6.2. Information Bias
Although interviewers were trained to conduct structured interviews for the initial cohort, interviews can introduce information bias, and there is a possibility that participants may have hidden some pertinent information for this study.
6.3. Secondary Data Analysis
This study is a secondary data analysis of a primary cohort study that was designed for the evaluation of another research question and not the association between BV and the risk of HIV infection acquisition, therefore BV was not specifically taken as an exposure of interest and some information in this case was not available which was pertinent for the evaluation of this research question. For example, BV results for seven participants who seroconverted were missing and these were not included in the analysis. This may have biased the study findings.
6.4. Few number of end Points Analysed
The number of HIV seroconversions analysed was low due to the exclusion of those that had no BV results; this made it difficult to find the statistical significance of the association of BV and HIV infection acquisition and made the confidence intervals wider.

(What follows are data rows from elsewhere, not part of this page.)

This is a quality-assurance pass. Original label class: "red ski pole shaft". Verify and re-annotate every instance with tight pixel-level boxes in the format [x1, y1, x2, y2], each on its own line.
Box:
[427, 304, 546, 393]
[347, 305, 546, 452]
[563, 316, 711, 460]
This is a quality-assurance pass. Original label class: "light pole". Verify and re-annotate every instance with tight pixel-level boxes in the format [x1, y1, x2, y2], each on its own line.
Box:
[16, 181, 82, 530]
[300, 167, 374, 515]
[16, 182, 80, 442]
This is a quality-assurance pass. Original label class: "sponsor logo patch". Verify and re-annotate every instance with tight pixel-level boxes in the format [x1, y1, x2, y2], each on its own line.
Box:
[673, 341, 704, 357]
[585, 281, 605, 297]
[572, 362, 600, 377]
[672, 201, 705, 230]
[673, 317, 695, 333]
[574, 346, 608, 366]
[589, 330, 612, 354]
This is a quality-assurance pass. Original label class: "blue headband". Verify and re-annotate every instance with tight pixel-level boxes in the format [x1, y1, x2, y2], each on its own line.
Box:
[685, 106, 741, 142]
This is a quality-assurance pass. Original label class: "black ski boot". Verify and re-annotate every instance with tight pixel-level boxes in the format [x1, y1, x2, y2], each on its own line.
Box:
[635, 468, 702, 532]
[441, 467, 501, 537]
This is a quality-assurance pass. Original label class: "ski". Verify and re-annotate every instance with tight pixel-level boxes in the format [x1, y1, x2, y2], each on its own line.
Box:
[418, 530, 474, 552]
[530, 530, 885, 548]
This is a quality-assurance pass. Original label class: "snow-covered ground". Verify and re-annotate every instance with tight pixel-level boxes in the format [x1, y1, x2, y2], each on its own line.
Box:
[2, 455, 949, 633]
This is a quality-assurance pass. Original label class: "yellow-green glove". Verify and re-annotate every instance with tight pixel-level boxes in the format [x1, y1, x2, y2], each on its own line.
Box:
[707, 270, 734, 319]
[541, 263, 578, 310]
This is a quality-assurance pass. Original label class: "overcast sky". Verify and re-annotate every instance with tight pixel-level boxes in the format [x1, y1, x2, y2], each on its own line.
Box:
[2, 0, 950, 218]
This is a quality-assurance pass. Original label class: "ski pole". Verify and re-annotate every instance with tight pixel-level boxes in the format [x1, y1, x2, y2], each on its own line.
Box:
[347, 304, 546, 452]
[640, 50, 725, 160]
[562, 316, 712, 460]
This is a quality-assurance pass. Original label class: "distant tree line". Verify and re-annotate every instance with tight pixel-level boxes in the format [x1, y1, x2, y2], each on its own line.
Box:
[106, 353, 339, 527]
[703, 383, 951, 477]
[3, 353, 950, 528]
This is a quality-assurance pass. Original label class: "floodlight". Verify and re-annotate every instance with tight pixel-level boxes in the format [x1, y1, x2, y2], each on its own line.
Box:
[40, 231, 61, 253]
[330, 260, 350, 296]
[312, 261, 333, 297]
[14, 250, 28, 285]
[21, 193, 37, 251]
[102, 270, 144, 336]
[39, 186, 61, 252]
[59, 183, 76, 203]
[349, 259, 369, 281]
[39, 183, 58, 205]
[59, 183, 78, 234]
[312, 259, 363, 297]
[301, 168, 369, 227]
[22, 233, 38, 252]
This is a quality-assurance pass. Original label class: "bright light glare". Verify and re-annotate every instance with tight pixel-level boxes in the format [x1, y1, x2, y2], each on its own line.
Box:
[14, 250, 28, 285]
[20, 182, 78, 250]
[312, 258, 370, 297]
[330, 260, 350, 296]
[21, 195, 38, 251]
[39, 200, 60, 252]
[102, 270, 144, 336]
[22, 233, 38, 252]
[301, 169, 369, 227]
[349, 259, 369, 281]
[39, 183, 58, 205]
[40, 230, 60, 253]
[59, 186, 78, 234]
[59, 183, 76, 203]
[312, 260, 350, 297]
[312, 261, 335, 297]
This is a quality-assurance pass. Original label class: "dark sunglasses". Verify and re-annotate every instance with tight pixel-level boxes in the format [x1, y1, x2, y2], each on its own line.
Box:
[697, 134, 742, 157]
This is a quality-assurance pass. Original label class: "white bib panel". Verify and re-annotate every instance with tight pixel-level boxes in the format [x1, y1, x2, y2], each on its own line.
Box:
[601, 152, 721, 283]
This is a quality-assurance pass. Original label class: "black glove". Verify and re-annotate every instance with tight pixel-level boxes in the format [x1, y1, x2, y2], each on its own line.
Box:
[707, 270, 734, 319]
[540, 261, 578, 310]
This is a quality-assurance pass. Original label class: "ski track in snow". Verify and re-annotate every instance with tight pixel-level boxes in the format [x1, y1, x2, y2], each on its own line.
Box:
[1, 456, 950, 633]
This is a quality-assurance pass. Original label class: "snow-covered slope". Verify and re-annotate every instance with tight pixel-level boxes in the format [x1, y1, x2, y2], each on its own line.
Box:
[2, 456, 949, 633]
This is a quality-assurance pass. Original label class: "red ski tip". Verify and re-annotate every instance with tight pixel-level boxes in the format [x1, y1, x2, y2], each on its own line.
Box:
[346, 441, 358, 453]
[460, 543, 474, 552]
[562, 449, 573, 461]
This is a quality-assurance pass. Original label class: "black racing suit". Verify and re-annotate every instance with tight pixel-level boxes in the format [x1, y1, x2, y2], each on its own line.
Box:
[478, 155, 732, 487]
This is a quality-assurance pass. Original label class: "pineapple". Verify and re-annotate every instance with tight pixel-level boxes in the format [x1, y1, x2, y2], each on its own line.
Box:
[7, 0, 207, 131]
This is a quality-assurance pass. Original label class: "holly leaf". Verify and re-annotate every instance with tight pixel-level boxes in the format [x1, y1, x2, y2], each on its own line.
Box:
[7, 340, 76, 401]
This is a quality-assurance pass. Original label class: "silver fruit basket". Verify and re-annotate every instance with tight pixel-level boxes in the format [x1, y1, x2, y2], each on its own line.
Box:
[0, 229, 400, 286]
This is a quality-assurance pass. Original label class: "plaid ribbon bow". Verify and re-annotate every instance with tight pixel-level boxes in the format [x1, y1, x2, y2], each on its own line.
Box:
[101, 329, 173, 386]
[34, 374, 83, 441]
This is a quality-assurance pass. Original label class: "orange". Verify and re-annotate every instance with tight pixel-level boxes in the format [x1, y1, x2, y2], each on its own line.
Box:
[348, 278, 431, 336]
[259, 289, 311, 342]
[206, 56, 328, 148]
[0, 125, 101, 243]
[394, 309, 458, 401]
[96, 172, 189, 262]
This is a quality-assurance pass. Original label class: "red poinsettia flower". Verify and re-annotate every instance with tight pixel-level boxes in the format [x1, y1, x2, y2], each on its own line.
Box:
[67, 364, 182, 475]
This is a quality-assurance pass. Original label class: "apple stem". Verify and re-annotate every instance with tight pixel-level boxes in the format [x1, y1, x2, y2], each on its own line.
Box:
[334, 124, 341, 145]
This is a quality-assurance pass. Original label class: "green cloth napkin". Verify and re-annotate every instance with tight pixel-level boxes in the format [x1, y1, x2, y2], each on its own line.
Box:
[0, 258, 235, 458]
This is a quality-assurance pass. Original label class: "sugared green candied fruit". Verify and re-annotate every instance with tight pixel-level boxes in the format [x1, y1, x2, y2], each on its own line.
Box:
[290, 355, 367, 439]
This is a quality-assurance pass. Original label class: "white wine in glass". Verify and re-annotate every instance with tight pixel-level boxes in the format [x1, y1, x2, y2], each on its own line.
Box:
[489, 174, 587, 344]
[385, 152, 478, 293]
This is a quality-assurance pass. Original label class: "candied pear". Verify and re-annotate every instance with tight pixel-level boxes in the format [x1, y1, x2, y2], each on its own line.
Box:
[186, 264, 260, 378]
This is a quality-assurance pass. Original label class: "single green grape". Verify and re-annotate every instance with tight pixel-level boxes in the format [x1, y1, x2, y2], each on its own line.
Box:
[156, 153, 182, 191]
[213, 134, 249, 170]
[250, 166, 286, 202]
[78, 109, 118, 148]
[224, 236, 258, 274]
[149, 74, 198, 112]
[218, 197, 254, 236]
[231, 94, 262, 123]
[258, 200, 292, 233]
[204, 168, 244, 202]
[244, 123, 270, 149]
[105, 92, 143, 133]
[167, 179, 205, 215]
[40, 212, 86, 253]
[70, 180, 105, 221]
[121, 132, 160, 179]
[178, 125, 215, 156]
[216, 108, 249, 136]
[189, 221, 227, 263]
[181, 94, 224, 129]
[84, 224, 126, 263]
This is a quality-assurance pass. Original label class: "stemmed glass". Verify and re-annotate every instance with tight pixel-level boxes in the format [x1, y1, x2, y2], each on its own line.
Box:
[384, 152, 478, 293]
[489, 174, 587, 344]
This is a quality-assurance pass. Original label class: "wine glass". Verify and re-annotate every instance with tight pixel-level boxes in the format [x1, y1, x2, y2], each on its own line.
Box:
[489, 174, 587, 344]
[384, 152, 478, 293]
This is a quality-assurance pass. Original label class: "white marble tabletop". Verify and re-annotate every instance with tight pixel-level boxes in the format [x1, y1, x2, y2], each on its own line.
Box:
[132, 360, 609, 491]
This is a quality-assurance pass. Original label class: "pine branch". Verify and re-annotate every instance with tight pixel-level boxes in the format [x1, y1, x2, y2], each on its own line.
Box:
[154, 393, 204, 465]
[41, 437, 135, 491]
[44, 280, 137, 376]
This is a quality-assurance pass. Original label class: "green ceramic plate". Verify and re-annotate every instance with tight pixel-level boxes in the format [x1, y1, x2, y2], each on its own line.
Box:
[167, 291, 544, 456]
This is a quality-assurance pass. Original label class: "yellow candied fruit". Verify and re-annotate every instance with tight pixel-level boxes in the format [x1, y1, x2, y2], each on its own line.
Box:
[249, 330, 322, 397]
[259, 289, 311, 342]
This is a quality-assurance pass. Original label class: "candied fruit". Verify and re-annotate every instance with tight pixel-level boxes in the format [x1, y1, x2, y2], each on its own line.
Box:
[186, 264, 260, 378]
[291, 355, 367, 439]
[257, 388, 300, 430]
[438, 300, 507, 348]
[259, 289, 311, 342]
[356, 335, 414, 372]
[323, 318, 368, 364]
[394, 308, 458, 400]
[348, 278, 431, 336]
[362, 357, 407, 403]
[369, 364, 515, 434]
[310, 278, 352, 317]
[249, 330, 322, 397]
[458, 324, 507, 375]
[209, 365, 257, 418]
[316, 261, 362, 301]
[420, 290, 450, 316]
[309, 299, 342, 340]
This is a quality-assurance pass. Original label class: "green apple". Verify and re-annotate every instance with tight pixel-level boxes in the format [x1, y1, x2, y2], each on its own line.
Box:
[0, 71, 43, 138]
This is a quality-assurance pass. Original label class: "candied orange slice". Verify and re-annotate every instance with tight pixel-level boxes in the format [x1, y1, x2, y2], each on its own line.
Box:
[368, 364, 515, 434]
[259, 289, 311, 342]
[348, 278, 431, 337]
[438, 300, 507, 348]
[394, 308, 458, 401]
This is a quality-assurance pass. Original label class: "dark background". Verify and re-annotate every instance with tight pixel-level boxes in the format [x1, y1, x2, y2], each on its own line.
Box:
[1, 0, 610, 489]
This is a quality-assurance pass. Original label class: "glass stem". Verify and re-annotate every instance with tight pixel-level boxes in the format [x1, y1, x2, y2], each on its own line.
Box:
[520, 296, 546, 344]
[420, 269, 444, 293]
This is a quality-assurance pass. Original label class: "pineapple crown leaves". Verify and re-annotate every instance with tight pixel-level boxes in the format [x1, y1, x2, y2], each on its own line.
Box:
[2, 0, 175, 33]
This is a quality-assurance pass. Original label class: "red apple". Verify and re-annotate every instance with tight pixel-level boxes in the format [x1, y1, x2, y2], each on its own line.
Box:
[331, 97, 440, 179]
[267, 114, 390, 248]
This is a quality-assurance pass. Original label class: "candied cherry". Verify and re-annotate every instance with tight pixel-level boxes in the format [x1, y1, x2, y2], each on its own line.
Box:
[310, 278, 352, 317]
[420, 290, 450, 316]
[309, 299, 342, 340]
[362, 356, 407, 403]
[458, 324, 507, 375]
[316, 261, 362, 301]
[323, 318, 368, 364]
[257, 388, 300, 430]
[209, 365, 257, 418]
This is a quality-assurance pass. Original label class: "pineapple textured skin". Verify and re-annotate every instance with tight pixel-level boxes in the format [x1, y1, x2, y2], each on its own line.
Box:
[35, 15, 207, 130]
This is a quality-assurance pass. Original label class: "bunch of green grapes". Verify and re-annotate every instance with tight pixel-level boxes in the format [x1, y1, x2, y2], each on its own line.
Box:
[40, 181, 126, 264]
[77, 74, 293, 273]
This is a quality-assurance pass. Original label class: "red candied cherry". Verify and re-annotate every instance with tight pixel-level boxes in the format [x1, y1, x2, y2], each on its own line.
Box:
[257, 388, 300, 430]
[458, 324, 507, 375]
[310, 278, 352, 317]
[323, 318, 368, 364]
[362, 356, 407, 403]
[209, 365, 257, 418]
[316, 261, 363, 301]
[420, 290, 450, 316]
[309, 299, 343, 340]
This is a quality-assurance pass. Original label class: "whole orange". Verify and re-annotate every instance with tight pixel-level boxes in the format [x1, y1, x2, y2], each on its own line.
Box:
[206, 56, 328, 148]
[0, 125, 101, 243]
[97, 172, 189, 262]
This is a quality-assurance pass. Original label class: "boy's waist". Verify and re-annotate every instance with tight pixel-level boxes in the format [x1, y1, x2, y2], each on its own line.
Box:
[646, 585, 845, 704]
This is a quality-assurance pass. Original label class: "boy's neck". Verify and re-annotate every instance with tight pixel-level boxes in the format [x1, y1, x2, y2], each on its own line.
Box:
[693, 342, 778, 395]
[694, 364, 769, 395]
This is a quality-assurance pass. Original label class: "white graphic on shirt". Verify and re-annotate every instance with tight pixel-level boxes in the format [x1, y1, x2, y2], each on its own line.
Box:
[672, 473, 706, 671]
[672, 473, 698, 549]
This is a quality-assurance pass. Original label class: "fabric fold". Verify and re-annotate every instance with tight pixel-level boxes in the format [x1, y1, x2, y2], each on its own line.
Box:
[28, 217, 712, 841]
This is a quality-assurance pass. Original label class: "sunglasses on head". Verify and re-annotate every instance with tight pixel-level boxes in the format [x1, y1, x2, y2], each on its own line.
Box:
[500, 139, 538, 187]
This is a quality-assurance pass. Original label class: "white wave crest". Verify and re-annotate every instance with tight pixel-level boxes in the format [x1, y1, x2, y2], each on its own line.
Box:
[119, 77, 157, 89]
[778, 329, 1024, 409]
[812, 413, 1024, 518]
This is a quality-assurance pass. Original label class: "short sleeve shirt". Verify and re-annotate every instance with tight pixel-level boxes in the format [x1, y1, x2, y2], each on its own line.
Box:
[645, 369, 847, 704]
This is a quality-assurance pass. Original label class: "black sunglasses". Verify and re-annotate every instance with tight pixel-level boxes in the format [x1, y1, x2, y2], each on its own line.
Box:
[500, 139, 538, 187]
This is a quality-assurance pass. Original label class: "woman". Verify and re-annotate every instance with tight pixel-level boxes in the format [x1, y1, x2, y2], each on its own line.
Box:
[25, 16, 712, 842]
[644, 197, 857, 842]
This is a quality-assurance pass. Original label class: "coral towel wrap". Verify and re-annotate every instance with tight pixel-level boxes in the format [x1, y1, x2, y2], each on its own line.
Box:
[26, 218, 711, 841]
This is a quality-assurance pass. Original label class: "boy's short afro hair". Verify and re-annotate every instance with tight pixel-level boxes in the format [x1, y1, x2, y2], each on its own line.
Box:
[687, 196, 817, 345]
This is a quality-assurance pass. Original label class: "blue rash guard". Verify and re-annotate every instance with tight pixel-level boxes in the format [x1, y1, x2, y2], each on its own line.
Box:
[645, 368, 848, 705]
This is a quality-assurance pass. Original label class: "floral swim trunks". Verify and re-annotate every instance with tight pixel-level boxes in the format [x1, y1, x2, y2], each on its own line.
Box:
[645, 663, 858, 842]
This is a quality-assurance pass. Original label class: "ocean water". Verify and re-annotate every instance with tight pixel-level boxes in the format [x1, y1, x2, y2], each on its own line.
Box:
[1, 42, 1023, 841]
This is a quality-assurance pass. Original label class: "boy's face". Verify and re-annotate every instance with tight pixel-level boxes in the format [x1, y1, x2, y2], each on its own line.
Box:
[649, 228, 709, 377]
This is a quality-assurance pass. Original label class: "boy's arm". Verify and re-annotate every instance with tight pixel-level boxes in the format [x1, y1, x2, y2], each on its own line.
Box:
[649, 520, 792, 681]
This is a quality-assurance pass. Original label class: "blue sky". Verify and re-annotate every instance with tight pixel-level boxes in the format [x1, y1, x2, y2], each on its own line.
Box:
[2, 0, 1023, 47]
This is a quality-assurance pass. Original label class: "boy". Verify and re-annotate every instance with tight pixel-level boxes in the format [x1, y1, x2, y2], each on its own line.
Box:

6.5. Misclassification of End Points
The confirmation of HIV status at baseline did not include PCR testing to determine the virus prior to an antibody response; this may have misclassified already HIV positive women at baseline as HIV negative, thereby inflating seroconversion rate in the study.
6.6. Loss to Follow up
Though the retention rate was high, above 80% in the primary study, the women who were lost to follow up may differ considerably to the other participants in the study; this may affect generalization of the study findings. In addition some outcomes may have been missed due to lost to follow up.
Based on the limitations of the study, the following recommendations are proposed.
Another study designed specifically to answer the question of whether BV is associated with HIV-1 acquisition be conducted, with an adequate sample size and powered to detect a difference in the number of seroconversions between the two groups. The study should take BV as the primary exposure of interest and gather all the information regarding BV results on all the participants. A study describing the association between the treatment of BV and HIV-1 infection acquisition would also be of interest.
In summary, BV is an ongoing burden among women, evident with its high prevalence in this cohort. This study contributes to the knowledge that BV is associated with HIV infection acquisition. The women who were BV positive were more likely to seroconvert than the women who were BV negative, although not significant. The vaginal discharge caused by BV may interrupt the lives of many women, so improved care should be provided to screen and treat BV in the primary health care settings. Women should also be exposed to education on vaginal cleansing as this predisposes them to BV.
Thanks should go to the Faculty Members, School of Public Health, Witwatersrand University for the guidance when writing the report.
conflict of Interest
Author has no conflict of interest in respect with this research, publication and authorship of this article.